Things, however gradually, are changing. With Golden State's WNBA team scheduled to launch in time for the 2025 season, league expansion is just around the corner. On Monday, Commissioner Cathy Engelbert announced that the league is aiming to grow to 16 teams by 2028. But by then, it might be too little too late for the generation of talent emerging from an increasingly competitive NCAA system.

WNBA draft shatters records with 2.45 million viewers

wide shot of BAM during the 2024 WNBA Draft
It wasn't just attendees that were glued to the on-stage action at the 2024 WNBA Draft. (Photo by Melanie Fidler/NBAE via Getty Images)

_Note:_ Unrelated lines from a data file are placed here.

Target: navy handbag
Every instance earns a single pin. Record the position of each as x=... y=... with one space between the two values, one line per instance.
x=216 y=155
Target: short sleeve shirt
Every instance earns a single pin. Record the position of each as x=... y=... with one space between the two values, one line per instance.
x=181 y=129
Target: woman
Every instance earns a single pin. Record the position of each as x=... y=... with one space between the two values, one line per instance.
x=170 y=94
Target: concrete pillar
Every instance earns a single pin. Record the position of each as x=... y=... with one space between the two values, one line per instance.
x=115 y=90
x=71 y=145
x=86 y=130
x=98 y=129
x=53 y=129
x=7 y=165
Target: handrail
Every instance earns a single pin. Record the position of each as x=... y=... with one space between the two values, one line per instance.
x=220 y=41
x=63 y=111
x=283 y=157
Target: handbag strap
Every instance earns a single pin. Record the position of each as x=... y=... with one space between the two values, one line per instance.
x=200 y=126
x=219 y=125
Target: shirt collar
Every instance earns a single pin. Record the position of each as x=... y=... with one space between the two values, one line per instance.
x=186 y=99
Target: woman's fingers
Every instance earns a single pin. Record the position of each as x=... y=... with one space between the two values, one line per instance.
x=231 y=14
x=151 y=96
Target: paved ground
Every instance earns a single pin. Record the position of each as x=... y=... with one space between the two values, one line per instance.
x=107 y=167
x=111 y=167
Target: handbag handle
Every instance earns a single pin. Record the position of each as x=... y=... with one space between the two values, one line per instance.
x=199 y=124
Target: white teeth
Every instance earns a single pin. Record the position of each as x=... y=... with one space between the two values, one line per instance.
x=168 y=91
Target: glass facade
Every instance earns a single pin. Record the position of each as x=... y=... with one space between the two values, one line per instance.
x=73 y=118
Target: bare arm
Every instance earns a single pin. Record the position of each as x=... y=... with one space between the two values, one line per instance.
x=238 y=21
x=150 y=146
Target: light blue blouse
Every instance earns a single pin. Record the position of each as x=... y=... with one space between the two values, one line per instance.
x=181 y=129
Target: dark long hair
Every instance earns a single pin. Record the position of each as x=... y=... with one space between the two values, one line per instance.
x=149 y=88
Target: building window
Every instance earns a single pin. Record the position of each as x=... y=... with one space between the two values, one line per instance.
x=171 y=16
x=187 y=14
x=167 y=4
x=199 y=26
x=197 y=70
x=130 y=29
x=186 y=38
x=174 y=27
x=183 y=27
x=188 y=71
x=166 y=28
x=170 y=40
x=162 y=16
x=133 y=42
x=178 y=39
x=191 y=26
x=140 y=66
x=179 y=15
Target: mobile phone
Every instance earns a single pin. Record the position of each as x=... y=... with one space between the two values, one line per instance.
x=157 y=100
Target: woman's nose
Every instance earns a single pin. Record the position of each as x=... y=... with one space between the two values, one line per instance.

Monday night’s WNBA draft added to the nationwide uptick in record-breaking women's sports viewership, pulling in 2.45 million viewers throughout the nearly two-hour broadcast and peaking at 3.09 million, according to an ESPN release. 

That number shatters the previous draft viewership record — 601,000 in 2004 — which was fueled primarily by then-No. 1 pick Diana Taurasi entering the league after UConn's historic three-peat March Madness performance.  

The 2023 WNBA draft drew 572,000 viewers, the most for any televised WNBA event since 2.74 million tuned in to NBC for a Memorial Day matchup between the New York Liberty and Houston Comets back in 2000.

While many came to watch Caitlin Clark get drafted No. 1 overall, it’s important to note that viewership didn’t take a massive dip after the superstar shooter left the stage. The numbers show that a bulk of the audience stuck around to watch the remainder of the show, making 2024's event not just the most-viewed WNBA draft in history, but also the most-viewed WNBA program to ever air on ESPN platforms.

Draft Day's popularity is yet another sign indicating an expected rise in WNBA regular season viewership. Clark and Iowa's NCAA tournament showdown with the Chicago Sky-bound Kamilla Cardoso's South Carolina side drew a record 18.7 million to ABC's Sunday afternoon broadcast. Banking on this trend, 36 of Indiana's upcoming 40 games are set to be shown on national television. In-person ticket sales are also soaring, leading the defending WNBA champion Las Vegas Aces to re-home their matchup with the Fever to a venue that can accommodate some 6,000 more fans.